Part of the reason there is so much interest in the start of this WSL season is that, until now, there has been a disconnect between the interest the World Cup attracts and the often sparse crowds in the WSL. Attendances have gone down, not up. Last season the WSL average attendance was 833 compared with 1,128 in 2016, in the aftermath of England reaching the semi-finals of the World Cup in Canada the year before.

‘We have to be careful in women’s football,’ says Montemurro, ‘because if we are expecting Stamford Bridge or the Emirates to be full every week, it won’t happen. A one-off, yeah. A derby, yeah. But if we expect middle teams to be getting 30,000 or 40,000 people, it’s not going to happen. We have to be smart about that.

The spotlight was firmly on women's football as the Lionesses reached the World Cup semis

The spotlight was firmly on women’s football as the Lionesses reached the World Cup semis

‘The fact that all the England games in the World Cup were on free-to-air was fantastic. Now there’s association with players. The normal fan who is interested in football but maybe didn’t have an understanding of women’s football can associate with Ellen White or Viv Miedema or Leah Williamson. They know who they are.

‘It’s the sustainability of the viewership that interests me. The more we put games on television, the more people are going to watch it, the more people are going to come, the more people are going to say, “There’s a great game round the corner, Arsenal are playing”.

‘But we also have to accept that to host a game at the Emirates is expensive. We don’t want to have a situation where we are saying there were only 5,000 people there and we have lost ‘x’ amount of pounds.

‘We can’t afford that. We can’t afford that in the women’s game. If there’s a television deal where we know there is ‘x’ amount of dollars and we can allocate seven games at the Emirates because we have got the money, then absolutely.

‘But at the moment, we don’t. So let’s fill the stadiums we’re playing in now. Let’s fill Borehamwood. Let’s make a statement and say we are getting requests of 10,000 or 20,000 wanting to come to Borehamwood and then you have got a case. But we don’t have that at the moment. So we have to be realistic and honest, too.’

Part of Montemurro’s vision for the WSL is for clubs to play at purpose-built ‘boutique stadiums’, places where it is possible for fans to enjoy a modern match-day experience without dwarfing the sport in the Premier League’s giant arenas. The last time Chelsea’s women’s side played at Stamford Bridge, a Champions League tie against Wolfsburg in 2016, only 3,783 fans turned up. That may begin to change.

Arsenal currently play at their modest Borehamwood stadium which holds a 4,500 capacity

Arsenal currently play at their modest Borehamwood stadium which holds a 4,500 capacity

Saturday at the Etihad was a step forward. Later this season Montemurro’s Arsenal will play Spurs at White Hart Lane, another that should attract a bumper crowd. Every WSL match will be available on an FA Player service. Visibility, familiarity, accessibility growing.

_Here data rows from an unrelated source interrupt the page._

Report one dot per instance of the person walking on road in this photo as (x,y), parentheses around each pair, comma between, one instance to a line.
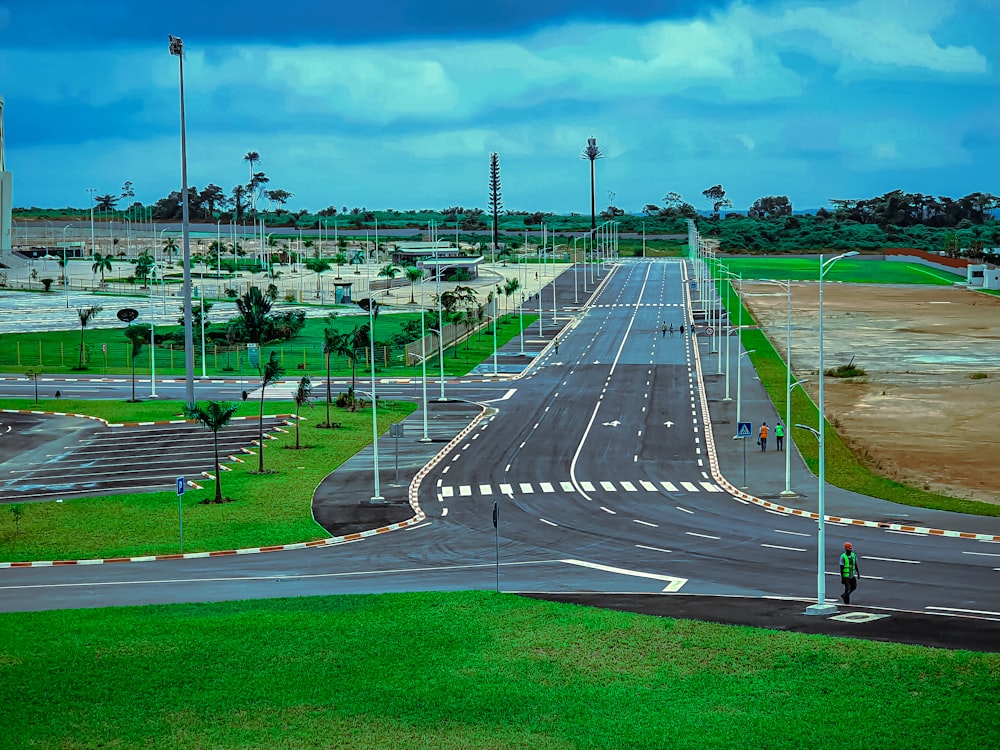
(849,572)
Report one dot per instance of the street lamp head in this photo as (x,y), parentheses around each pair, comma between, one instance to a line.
(810,429)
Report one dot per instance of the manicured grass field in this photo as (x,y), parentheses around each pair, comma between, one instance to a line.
(268,509)
(850,270)
(470,670)
(58,352)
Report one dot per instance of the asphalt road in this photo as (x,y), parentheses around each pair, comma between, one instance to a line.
(598,459)
(88,458)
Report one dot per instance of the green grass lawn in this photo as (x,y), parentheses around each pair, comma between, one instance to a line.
(58,352)
(470,670)
(268,509)
(850,270)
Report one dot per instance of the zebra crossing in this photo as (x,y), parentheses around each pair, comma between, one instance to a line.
(548,488)
(632,305)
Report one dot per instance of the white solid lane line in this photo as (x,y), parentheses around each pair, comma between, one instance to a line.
(654,549)
(703,536)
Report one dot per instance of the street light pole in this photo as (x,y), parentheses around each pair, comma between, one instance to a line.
(93,192)
(821,607)
(423,361)
(177,49)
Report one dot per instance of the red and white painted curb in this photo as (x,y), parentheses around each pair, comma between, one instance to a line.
(151,423)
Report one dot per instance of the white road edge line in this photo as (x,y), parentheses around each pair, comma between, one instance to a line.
(675,583)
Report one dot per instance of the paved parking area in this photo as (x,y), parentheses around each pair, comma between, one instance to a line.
(49,458)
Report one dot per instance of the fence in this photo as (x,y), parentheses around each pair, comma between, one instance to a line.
(116,357)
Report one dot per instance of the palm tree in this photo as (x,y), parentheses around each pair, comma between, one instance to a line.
(86,313)
(510,287)
(413,275)
(143,265)
(592,153)
(340,344)
(102,263)
(388,272)
(170,247)
(215,415)
(302,397)
(317,265)
(254,307)
(338,260)
(269,374)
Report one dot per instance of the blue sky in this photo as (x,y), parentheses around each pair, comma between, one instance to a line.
(398,104)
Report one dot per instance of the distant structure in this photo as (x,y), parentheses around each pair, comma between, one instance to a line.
(6,197)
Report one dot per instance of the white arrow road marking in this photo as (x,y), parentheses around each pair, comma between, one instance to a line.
(674,583)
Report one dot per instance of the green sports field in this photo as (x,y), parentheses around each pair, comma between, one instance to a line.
(857,270)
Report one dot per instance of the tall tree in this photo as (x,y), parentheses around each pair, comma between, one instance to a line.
(215,415)
(716,195)
(770,207)
(592,153)
(254,308)
(86,314)
(494,201)
(252,158)
(269,374)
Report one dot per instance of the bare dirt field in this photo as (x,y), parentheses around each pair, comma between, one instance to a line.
(925,414)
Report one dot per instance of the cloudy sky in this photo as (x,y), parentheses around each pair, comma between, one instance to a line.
(398,104)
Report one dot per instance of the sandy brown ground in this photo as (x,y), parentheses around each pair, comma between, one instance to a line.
(918,415)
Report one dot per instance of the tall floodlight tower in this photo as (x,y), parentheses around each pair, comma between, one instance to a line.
(6,180)
(592,153)
(177,49)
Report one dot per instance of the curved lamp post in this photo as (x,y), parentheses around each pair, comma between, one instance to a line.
(821,607)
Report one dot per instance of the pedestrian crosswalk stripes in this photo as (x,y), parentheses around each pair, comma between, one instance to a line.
(548,488)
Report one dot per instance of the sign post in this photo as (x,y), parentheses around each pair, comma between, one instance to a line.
(180,508)
(743,431)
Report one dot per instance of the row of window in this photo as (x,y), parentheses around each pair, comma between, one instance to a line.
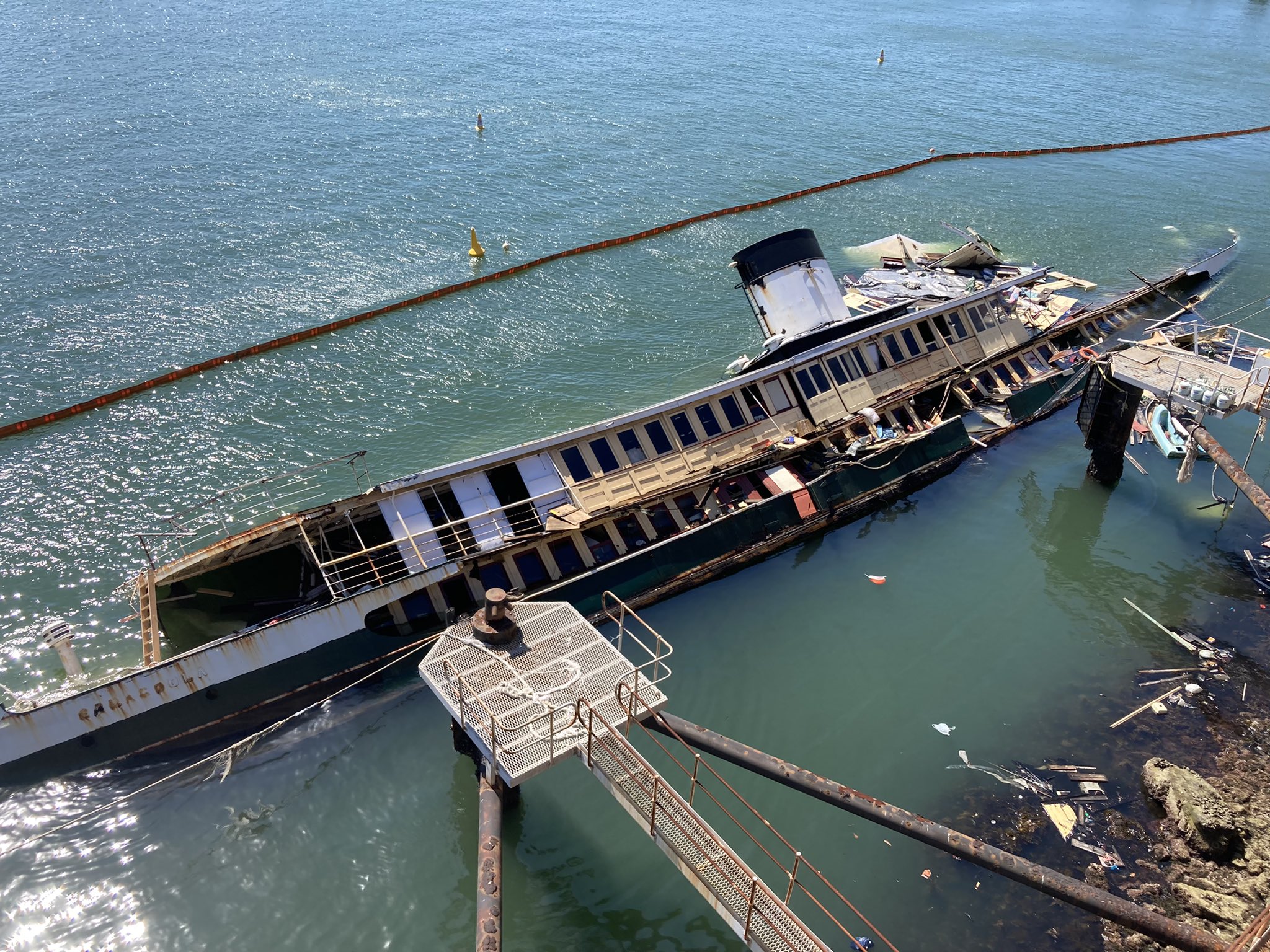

‘We are on an upward curve,’ says Montemurro. ‘It is all brand. You get an Arsenal-Barcelona semi-final in the Champions League in women’s football, you’re going to get the crowd. Purpose-built boutique stadiums with 10,000 or 15,000 capacities, let’s fill them, let’s make them attractive. 

‘Then the product on television is going to be attractive. The viewers will see a game in a beautiful little stadium, great football, more attractive, more fans. These athletes are amazing and the growth will happen but let’s grow it organically. Let’s not take three or four steps back.

‘We don’t get many opportunities in women’s football. We only get one opportunity to showcase it and make it good and it’s got to work then. If it doesn’t, you go back to the dark ages and we can’t afford that.

‘Let’s make it purpose-built. There will be select games like the North London derby in bigger stadiums but we have to grow prudently and we have to grow smart.’